The structure of this specification is heavily inspired by django-rest-framework-serialization-spec, minus the concept of "plugins", which are replaced with directly including (prepare, produce) pairs in the spec. It should be trivial to convert or "adapt" a serialization-spec plugin into a suitable django-readers pair.

Where should this code go?

We recommend that your custom functions go in a file called readers.py inside your Django apps. Specs should be declared at the point they are used, usually in your views.py.

What about other types of business logic?

You'll notice that django-readers is focused on reads: business logic which selects some data from the database and/or transforms it in such a way that it can be displayed to a user. What about other common types of business logic that involve accepting input from users and processing it?

django-readers doesn't provide any code to help with this, but we encourage you to follow the same function-oriented philosophy. Structure your codebase around functions which take model instances and encapsulate these sorts of write actions. You might choose to call them action functions and place them in a file called actions.py.

The other common task needed is data validation. We'd suggest Django forms and/or Django REST framework serializers are perfectly adequate here.
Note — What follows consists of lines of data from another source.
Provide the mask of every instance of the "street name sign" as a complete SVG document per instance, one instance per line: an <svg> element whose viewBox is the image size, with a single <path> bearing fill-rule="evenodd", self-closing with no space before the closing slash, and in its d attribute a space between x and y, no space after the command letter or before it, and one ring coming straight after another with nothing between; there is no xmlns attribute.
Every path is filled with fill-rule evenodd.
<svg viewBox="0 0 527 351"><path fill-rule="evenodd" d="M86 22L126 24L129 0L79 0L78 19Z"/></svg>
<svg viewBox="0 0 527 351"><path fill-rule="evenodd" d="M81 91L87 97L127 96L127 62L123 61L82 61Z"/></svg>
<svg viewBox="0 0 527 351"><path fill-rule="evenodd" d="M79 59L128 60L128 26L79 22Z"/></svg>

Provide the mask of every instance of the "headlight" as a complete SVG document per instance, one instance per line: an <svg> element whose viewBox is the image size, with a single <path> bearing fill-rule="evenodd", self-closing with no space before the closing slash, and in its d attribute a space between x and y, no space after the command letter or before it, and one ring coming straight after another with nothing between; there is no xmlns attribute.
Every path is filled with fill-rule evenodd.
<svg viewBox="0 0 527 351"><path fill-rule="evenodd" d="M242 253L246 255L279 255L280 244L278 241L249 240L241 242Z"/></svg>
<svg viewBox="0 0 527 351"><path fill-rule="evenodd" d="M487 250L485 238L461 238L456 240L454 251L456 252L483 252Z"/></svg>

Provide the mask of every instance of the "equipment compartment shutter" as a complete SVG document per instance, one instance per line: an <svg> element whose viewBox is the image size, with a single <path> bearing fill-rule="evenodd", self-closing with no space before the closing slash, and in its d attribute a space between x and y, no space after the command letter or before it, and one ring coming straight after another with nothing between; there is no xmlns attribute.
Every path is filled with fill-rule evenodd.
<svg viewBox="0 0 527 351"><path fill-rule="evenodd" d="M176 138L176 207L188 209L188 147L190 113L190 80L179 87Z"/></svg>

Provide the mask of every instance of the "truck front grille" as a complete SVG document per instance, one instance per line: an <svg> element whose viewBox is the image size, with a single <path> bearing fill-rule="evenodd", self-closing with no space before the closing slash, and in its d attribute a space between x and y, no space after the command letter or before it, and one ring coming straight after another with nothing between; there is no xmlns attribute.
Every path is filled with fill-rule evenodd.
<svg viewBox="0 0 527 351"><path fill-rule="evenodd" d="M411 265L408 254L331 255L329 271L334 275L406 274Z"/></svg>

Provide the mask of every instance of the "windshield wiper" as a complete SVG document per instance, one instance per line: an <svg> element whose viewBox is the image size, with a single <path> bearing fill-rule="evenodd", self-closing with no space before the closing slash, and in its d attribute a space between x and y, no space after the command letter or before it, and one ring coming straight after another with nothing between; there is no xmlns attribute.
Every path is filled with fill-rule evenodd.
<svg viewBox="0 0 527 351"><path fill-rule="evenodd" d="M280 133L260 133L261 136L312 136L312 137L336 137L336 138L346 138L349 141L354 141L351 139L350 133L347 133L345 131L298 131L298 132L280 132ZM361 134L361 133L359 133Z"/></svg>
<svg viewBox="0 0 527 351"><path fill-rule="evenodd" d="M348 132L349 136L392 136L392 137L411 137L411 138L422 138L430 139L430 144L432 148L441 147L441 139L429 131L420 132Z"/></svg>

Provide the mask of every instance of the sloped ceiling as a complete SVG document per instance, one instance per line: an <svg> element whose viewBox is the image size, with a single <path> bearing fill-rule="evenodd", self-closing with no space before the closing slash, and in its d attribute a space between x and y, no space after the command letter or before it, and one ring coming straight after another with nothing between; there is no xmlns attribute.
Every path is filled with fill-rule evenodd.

Is django-readers a "service layer"?

Not really, although it does solve some of the same problems. It suggests alternative (and, we think, beneficial) ways to structure your business logic without attempting to hide or abstract away the underlying Django concepts, and so should be easily understandable by any experienced Django developer. You can easily "mix and match" django-readers concepts into an existing application.

If you are someone who feels more comfortable thinking in terms of established Design Patterns, you may consider the dictionaries returned from projector functions as simple Data Transfer Objects, and the idea of dividing read and write logic into readers and actions as a version of CQRS.

Is django-readers a serialization or data conversion library?

Not really, although again it does solve some of the same problems. django-readers is often compared to projects like attrs/cattrs and pydantic.

However, django-readers is focused on the shape of the data and how to extract it from the database (via the Django ORM) efficiently, rather than converting and validating the types. It eschews a class-oriented style in favour of plain, composable functions operating on plain data structures like dictionaries, and deliberately avoids static type annotations.

If your intention is to render your data to JSON, we recommend you use django-readers to project the model field values, and then lean on Django or Django REST framework's built-in rich encoders for converting types like datetime and UUID to JSON-friendly strings.